Oh, Joey loves his stuffies! Too bad I didn't film more Sam fell asleep and started snoring!


----------



## fostermom (Sep 6, 2007)

They are so handsome! I bought stockings this year for the dogs so that I don't have to worry about them finding the presents too early this year.

That last picture is totally precious!


----------



## Thor's Mom (Feb 25, 2007)

Adorable pups and pics! Now where was the present so that Joey could find it?


----------



## Heidi36oh (Feb 27, 2007)

They are both adorable


----------



## ravenchow (Apr 3, 2007)

Awww! Joe has such a beautiful head & coat!

Jody


----------



## TheHooch (May 9, 2007)

Great pictures. Early presents are also good.


----------



## norabrown (Jul 20, 2007)

I love Joe's furrowed brow. What a handsome boy!

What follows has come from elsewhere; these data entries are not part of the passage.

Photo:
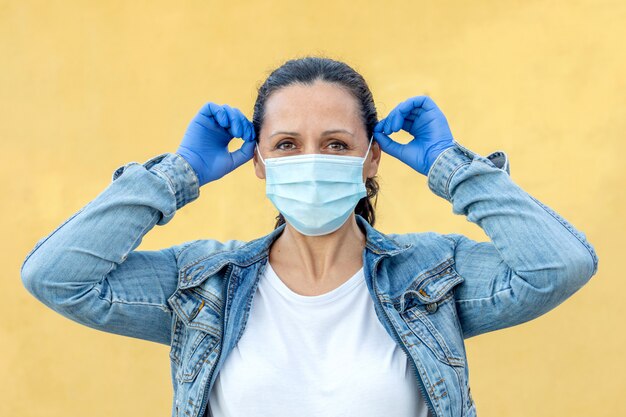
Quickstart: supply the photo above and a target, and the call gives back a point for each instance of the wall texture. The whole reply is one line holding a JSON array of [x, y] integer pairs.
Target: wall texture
[[88, 86]]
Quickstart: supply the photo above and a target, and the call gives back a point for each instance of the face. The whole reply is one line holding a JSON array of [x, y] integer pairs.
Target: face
[[319, 118]]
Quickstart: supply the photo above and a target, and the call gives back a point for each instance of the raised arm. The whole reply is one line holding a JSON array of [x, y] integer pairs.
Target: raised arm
[[535, 260], [87, 268]]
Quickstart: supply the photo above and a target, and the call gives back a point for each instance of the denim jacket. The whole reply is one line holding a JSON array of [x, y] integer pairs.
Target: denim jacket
[[430, 290]]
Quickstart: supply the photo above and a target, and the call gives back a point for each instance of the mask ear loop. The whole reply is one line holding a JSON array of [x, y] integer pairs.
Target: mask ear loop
[[256, 147], [368, 148]]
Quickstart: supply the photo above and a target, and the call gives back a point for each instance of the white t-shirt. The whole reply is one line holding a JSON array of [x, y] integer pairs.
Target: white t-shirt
[[324, 355]]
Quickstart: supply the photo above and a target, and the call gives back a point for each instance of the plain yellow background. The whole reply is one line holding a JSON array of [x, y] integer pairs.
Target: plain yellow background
[[86, 87]]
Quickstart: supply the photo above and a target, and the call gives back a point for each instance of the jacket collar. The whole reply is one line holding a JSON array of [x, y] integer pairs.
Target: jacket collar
[[257, 249]]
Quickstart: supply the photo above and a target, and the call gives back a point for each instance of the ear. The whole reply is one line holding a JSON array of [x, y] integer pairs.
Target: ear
[[373, 161], [259, 167]]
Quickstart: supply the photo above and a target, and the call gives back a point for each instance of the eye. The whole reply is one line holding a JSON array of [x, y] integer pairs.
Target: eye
[[280, 144], [337, 145]]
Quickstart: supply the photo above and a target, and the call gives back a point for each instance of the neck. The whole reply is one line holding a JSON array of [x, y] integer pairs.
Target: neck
[[318, 258]]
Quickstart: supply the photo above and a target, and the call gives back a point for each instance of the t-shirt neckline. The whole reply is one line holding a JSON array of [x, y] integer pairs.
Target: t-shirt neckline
[[343, 289]]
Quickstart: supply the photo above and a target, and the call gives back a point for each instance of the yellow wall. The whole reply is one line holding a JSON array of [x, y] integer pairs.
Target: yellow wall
[[88, 86]]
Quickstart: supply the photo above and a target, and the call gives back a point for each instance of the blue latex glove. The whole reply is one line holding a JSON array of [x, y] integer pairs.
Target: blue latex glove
[[421, 117], [205, 144]]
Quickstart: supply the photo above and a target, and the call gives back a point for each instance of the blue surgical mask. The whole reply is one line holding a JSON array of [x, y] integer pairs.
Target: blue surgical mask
[[316, 193]]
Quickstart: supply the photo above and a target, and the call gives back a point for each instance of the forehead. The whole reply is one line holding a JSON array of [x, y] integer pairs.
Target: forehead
[[321, 104]]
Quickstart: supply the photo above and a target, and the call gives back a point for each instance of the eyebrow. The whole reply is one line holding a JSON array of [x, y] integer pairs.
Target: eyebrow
[[326, 132]]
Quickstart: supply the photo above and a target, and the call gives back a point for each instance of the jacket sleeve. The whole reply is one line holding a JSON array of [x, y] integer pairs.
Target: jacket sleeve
[[87, 268], [535, 260]]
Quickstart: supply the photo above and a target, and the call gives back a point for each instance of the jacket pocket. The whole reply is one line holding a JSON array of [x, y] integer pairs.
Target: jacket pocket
[[430, 313], [196, 333]]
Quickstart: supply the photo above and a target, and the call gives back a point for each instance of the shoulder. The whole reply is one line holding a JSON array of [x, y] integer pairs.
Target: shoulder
[[196, 250], [430, 241]]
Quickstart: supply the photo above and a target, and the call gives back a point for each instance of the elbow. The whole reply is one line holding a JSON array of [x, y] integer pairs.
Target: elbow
[[31, 280], [578, 268]]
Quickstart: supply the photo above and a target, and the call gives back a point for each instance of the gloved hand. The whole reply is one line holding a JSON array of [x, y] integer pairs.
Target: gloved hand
[[205, 144], [421, 117]]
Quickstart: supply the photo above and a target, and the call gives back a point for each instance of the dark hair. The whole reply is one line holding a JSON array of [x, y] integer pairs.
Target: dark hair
[[306, 71]]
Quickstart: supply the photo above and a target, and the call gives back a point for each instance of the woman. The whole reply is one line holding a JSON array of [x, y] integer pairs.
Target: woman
[[346, 320]]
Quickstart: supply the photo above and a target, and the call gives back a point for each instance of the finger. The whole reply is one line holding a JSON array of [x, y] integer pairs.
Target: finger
[[243, 154], [387, 123], [246, 125], [397, 121], [235, 123], [388, 145], [221, 117]]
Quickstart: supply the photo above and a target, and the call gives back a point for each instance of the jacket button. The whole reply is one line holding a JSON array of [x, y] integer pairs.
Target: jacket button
[[432, 307]]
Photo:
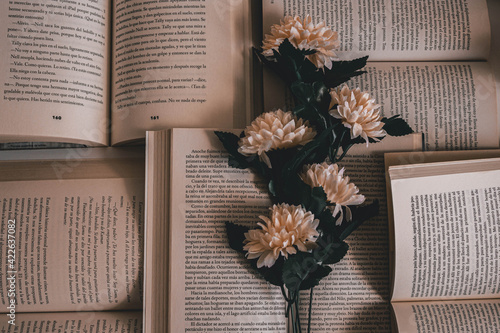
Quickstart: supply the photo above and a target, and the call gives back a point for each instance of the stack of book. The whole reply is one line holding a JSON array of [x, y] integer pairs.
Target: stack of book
[[94, 239]]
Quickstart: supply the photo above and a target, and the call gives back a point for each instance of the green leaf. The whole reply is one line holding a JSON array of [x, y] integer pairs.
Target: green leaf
[[327, 224], [272, 188], [236, 236], [335, 253], [342, 71], [296, 269], [396, 126], [294, 164], [272, 274], [322, 96], [315, 277], [317, 201], [359, 215]]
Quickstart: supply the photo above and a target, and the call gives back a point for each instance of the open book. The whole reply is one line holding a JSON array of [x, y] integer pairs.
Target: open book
[[426, 63], [445, 241], [102, 72], [71, 245], [193, 279]]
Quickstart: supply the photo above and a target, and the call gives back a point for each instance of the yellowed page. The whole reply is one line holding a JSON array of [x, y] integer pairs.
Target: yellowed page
[[448, 316], [210, 284], [156, 263], [445, 230], [179, 64], [72, 245], [95, 322], [54, 71], [452, 104], [356, 294], [397, 30], [405, 158]]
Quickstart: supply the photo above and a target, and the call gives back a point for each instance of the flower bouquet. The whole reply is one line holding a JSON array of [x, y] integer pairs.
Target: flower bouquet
[[315, 206]]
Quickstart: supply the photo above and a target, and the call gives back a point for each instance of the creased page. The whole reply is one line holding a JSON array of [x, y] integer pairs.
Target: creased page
[[177, 64], [54, 71], [71, 245], [452, 103], [446, 231], [448, 316], [95, 322], [212, 287], [356, 293], [397, 30]]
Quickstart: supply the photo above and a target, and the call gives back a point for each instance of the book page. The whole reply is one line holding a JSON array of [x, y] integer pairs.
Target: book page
[[54, 71], [448, 316], [212, 287], [453, 104], [396, 30], [179, 64], [71, 245], [446, 230], [356, 293], [95, 322]]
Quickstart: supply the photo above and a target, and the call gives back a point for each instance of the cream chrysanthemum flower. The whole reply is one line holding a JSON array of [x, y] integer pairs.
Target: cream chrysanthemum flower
[[337, 187], [289, 229], [274, 130], [358, 112], [304, 35]]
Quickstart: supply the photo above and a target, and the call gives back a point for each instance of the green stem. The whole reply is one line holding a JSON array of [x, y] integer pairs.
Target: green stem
[[310, 312], [298, 315], [336, 144], [344, 152]]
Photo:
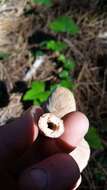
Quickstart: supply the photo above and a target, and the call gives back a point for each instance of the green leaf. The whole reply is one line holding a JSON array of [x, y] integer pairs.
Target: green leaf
[[42, 97], [93, 138], [64, 24], [43, 2], [38, 86], [39, 53], [30, 95], [66, 83], [64, 74], [4, 56], [56, 45], [35, 102], [62, 58], [69, 64]]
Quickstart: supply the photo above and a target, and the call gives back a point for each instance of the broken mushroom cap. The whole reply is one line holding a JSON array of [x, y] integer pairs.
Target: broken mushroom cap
[[51, 125]]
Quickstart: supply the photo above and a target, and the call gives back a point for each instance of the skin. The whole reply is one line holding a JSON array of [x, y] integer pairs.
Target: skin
[[19, 148]]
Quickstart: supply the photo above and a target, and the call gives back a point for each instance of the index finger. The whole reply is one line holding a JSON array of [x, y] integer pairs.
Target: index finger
[[17, 136]]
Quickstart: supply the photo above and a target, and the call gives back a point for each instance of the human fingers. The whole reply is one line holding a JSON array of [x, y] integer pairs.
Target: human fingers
[[76, 126], [81, 155], [58, 172], [17, 136]]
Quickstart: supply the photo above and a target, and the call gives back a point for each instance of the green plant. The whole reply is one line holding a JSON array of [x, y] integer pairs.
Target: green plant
[[43, 2], [64, 24], [4, 55], [37, 93], [55, 46]]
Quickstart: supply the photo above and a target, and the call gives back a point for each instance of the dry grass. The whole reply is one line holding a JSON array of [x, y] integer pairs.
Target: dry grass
[[90, 74]]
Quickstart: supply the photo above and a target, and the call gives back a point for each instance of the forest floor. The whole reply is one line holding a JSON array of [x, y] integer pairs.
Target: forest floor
[[88, 49]]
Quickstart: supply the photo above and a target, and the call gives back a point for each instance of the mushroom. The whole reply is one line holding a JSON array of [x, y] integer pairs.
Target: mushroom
[[60, 103]]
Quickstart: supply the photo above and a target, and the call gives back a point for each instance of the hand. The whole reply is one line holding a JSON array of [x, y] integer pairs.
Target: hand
[[22, 149]]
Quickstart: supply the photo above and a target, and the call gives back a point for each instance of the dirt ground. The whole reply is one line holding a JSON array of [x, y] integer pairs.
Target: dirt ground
[[89, 50]]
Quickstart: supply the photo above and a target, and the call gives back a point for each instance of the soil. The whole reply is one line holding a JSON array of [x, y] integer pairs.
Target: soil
[[90, 54]]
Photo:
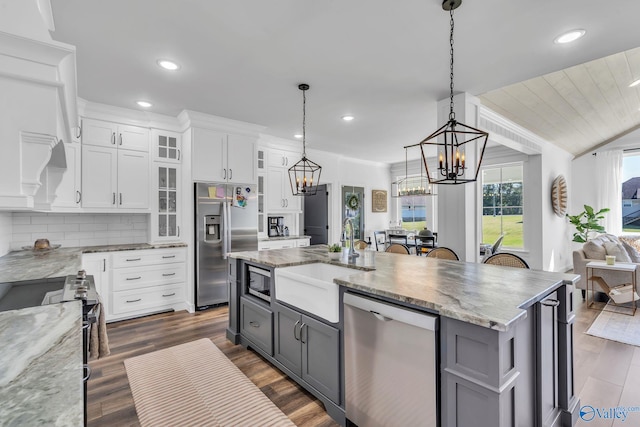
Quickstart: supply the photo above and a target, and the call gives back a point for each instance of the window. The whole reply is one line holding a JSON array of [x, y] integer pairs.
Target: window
[[414, 212], [502, 201], [630, 192]]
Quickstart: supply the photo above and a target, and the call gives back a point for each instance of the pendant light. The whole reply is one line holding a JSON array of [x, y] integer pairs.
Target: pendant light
[[454, 138], [304, 176]]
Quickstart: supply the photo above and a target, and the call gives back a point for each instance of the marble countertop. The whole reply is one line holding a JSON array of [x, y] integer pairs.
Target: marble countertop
[[491, 296], [290, 237], [32, 265], [41, 373]]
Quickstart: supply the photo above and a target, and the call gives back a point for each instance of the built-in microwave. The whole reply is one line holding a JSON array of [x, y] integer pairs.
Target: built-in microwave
[[259, 282]]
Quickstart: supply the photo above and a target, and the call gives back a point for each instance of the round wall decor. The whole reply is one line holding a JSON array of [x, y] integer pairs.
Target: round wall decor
[[559, 196]]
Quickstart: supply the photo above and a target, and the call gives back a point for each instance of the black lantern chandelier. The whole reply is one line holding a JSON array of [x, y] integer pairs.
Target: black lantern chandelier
[[304, 176], [454, 138]]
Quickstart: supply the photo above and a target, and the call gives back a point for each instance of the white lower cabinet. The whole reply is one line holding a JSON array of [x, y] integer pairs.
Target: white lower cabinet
[[141, 282]]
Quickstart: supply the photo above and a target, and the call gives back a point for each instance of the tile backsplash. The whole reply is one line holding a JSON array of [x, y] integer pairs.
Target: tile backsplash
[[84, 229]]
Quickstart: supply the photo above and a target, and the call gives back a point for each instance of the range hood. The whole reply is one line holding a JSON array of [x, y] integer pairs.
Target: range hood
[[38, 109]]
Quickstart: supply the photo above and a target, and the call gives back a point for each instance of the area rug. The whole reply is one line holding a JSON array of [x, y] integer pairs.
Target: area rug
[[617, 326], [195, 384]]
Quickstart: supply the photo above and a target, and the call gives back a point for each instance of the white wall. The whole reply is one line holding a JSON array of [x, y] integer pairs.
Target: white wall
[[6, 229], [70, 230]]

Love the other pictures too.


----------



## Bailey & Bentley (Feb 25, 2007)

Awwww, they are just awesome! What big cuddle bunnies. Gorgeous goldens you have there!


----------



## BeauShel (May 20, 2007)

He is so cute getting caught with his present. They are just like little kids. Bama knows there is stuff in my closet and keeps going in there if the door is open. I have had to put them on the top shelf to keep him out of them. 
He stole one of the secret santa gifts when I was wrapping them. Thank goodness they came in a 6 pack so I had extra.


----------



## MaddieMagoo (Aug 14, 2007)

Uh-OH!! Somebody was snooping for their presents!! 

I'm sure most of us has done snooping back in our day! (hint hint)


----------